Unraveling the Potential of ctDNA in Precision Medicine for Breast Cancer.

Abstract

Circulating tumor DNA has emerged as a minimally invasive and dynamic tool for providing real-time genetic insights into solid tumors, including breast cancer. Circulating tumor DNA is released into the bloodstream through apoptosis, necrosis, or active secretion, and it reflects tumor heterogeneity, which continues to be a major challenge in breast cancer treatment. Advances in high-sensitivity technologies, such as next-generation sequencing and digital polymerase chain reaction, have enabled the detection of key genetic alterations, offering applications in early diagnosis, monitoring minimal residual disease, identifying drug resistance mechanisms, and predicting relapse. Some circulating tumor DNA-based tests have already received regulatory approval for clinical use in patients with breast cancer, and additional studies are underway to expand their applicability.
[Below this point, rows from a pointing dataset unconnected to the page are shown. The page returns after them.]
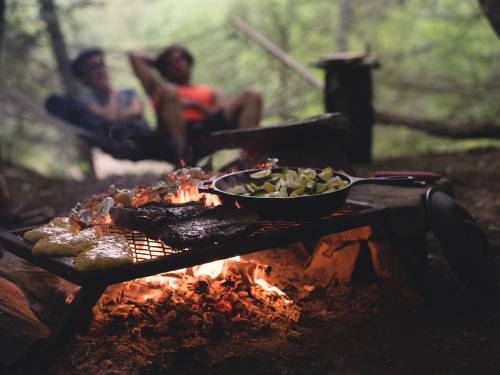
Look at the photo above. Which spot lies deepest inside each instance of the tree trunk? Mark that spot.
(491, 9)
(49, 15)
(2, 29)
(463, 130)
(344, 21)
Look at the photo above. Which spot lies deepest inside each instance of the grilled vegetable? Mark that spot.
(289, 183)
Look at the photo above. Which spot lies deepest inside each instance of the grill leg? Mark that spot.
(77, 318)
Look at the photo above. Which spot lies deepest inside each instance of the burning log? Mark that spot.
(201, 301)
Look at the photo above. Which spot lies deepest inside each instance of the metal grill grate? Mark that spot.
(142, 248)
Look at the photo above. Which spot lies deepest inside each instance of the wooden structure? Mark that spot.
(348, 89)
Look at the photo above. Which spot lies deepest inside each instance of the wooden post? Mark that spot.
(275, 51)
(348, 89)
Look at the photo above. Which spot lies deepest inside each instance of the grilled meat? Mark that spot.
(184, 224)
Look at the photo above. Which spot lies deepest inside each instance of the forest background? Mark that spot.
(440, 60)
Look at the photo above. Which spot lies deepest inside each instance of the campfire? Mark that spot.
(207, 296)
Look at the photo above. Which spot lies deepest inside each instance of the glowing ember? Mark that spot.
(187, 191)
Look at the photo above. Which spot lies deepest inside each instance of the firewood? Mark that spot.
(19, 327)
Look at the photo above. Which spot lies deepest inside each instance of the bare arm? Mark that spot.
(135, 109)
(143, 69)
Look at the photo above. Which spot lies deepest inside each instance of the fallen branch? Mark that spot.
(441, 128)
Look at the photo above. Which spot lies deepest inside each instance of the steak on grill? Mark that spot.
(185, 224)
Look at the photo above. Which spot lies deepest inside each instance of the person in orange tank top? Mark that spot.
(190, 110)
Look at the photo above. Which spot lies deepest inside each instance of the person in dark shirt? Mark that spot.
(114, 117)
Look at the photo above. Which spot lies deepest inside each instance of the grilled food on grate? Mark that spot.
(109, 251)
(185, 224)
(58, 225)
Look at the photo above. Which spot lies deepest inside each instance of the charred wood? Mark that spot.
(19, 327)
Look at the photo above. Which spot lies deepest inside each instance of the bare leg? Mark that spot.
(170, 120)
(245, 110)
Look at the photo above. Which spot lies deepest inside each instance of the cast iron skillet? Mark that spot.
(296, 207)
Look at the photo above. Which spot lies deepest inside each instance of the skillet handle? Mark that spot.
(204, 188)
(392, 180)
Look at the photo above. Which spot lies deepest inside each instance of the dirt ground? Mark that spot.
(368, 327)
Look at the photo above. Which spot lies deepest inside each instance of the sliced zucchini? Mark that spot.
(262, 174)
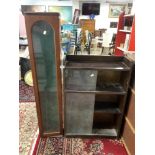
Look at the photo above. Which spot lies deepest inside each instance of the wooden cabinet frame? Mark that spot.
(53, 20)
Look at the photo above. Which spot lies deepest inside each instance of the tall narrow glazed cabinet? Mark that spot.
(43, 32)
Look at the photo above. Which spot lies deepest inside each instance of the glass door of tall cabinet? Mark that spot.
(43, 32)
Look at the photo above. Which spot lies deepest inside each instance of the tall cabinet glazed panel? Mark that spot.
(43, 31)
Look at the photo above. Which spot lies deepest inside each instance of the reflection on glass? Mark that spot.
(44, 53)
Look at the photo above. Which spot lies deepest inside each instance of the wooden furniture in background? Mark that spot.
(125, 22)
(43, 32)
(129, 120)
(87, 24)
(95, 89)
However, low concentrations of circulating tumor DNA and the necessity for standardization across different platforms remain a challenge for the expanded application. In this review, we present an overview of the genetic variants detected in circulating tumor DNA from patients with breast cancer, emphasizing their potential utility in guiding personalized therapeutic strategies and predicting treatment responses across the diverse molecular subtypes of the disease.